Other banks try to win customer confidence by including each one's first and last name in the subject line of their e-mail messages. Still other banks like Wachovia are testing a system in which customers get e-mail alerting them that a message is waiting for them in their Wachovia mailbox. The e-mail message doesn't include any links, so customers have to visit the Web site and log on to read their messages.

All this makes me wonder how much inconvenience consumers will put up with to take advantage of online banking.

Morphing Scams

The advent of more secure customer authentication is having a predictable impact: Phishers are now moving away from large financial institutions that use such antifraud technology and targeting smaller banks that don't.

Cyota has seen a 633 percent increase in the number of attacks against smaller banks since the beginning of 2005. Cyota also is seeing an increase in personalized phishing attacks that use stolen data like a name or the last four digits of a credit card.

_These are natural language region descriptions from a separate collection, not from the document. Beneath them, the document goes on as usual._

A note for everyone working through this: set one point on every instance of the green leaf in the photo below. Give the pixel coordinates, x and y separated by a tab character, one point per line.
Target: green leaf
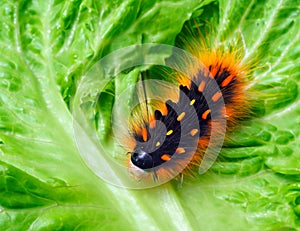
46	49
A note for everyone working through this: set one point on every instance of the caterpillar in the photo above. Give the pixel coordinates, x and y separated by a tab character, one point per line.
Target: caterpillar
172	137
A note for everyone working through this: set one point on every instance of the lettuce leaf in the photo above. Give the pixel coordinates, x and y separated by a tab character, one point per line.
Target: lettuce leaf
46	48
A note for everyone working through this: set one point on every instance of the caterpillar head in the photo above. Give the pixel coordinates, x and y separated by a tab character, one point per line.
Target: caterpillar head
141	159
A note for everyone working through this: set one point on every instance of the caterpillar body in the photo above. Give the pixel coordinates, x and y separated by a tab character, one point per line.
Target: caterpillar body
178	131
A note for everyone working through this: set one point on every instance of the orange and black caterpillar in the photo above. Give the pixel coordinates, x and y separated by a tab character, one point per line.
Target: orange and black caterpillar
158	137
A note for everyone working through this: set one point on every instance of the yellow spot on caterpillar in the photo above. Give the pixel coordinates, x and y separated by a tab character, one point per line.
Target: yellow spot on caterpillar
192	102
194	132
227	81
201	86
165	157
169	132
144	134
180	117
180	150
205	114
216	96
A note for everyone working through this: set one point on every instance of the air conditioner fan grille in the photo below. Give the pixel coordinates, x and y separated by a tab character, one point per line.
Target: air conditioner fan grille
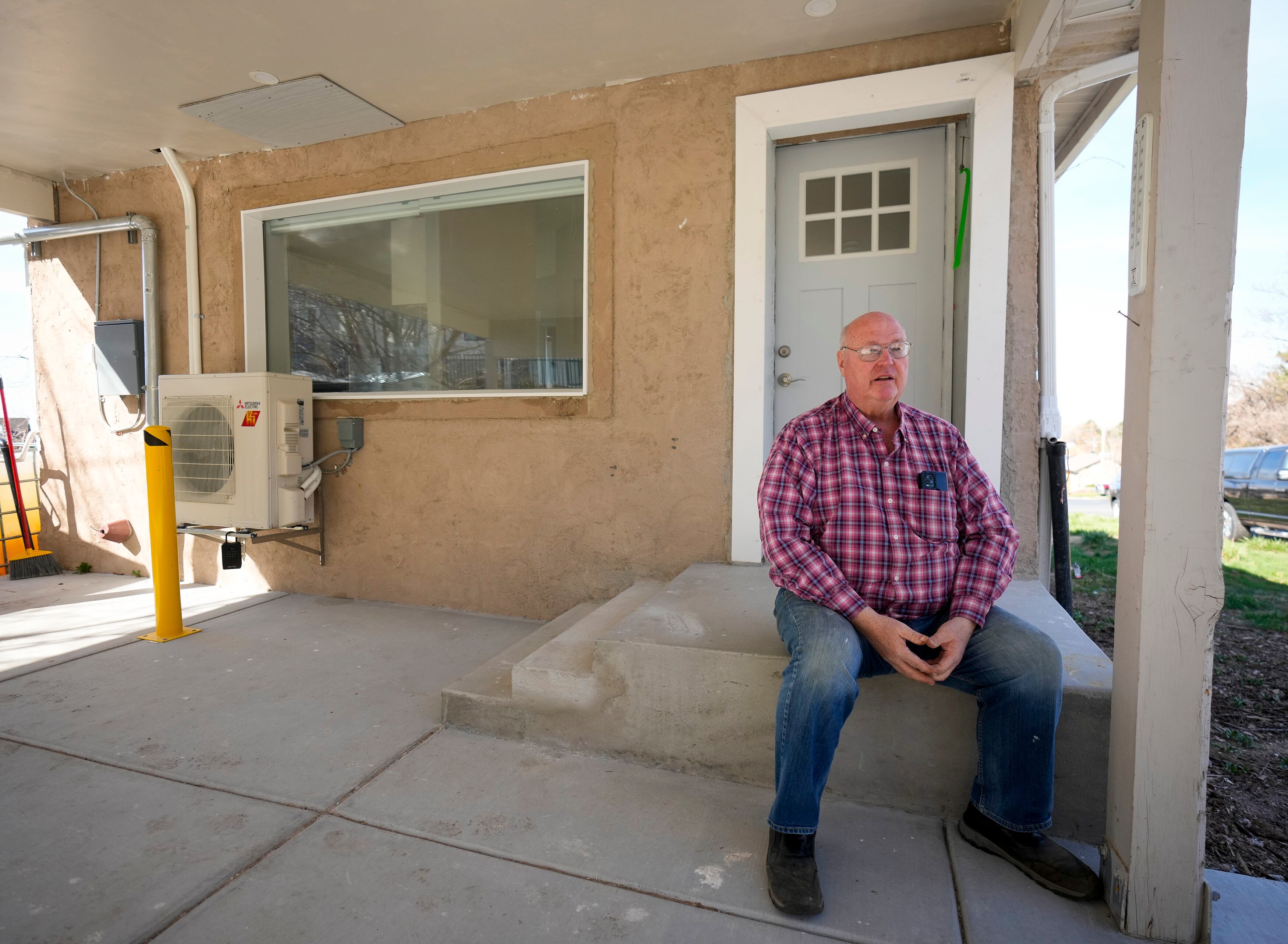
203	446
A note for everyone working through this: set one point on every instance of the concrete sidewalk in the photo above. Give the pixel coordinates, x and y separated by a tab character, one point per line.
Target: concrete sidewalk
281	777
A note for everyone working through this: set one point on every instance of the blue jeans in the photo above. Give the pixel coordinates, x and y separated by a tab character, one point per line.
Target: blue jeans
1013	669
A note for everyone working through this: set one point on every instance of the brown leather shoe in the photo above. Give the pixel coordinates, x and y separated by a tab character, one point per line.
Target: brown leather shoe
1044	861
793	874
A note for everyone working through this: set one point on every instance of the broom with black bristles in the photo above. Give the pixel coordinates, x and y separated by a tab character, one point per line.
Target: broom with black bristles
29	562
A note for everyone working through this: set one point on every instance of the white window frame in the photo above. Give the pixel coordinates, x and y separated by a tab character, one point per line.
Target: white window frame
983	88
253	268
874	212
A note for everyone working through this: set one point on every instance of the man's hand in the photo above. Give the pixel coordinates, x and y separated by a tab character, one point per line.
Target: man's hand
951	640
889	637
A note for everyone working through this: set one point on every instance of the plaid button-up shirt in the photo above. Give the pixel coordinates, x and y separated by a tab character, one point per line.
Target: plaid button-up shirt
845	524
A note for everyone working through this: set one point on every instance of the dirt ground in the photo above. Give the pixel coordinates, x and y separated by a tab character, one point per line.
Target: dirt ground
1247	809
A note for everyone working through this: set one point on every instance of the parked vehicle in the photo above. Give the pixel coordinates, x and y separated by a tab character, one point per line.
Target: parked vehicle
1255	490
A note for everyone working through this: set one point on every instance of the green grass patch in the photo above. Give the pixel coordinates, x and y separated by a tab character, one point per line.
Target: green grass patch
1256	571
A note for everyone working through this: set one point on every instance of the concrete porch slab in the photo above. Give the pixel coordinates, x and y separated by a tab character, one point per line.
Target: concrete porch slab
89	853
342	883
293	701
1250	911
1001	906
690	679
885	874
46	621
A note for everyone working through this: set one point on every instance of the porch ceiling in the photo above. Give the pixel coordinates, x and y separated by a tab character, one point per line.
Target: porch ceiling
92	88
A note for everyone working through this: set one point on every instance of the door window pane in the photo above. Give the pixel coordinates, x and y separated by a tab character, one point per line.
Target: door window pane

The use of such personal information in a phishing message gives it the appearance of credibility.

Another way phishers and spammers collect your personal information is through a technique called hostile profiling.

Experts I spoke with say it's too early to tell whether the good guys are stopping the fraudsters or the bad guys are succeeding at ripping more of us off. "The fraudsters are always raising the bar, making our job harder," Cyota's Orad says.

Andrew Dresner, a vice president at First Manhattan Consulting Group, told me he thinks online banking is just too convenient to be slowed down by phishing attacks. "Once people become more acquainted with online banking they are more likely to spot fraud," Dresner says.

The Javelin Strategy and Research study found that for every customer that refused to bank online out of security concerns, three online banking customers increased their usage of online accounts.

So what's your personal policy when it comes to phishy e-mails? I suggest that a healthy dose of skepticism will go a long way when evaluating any e-mail tied to personal information.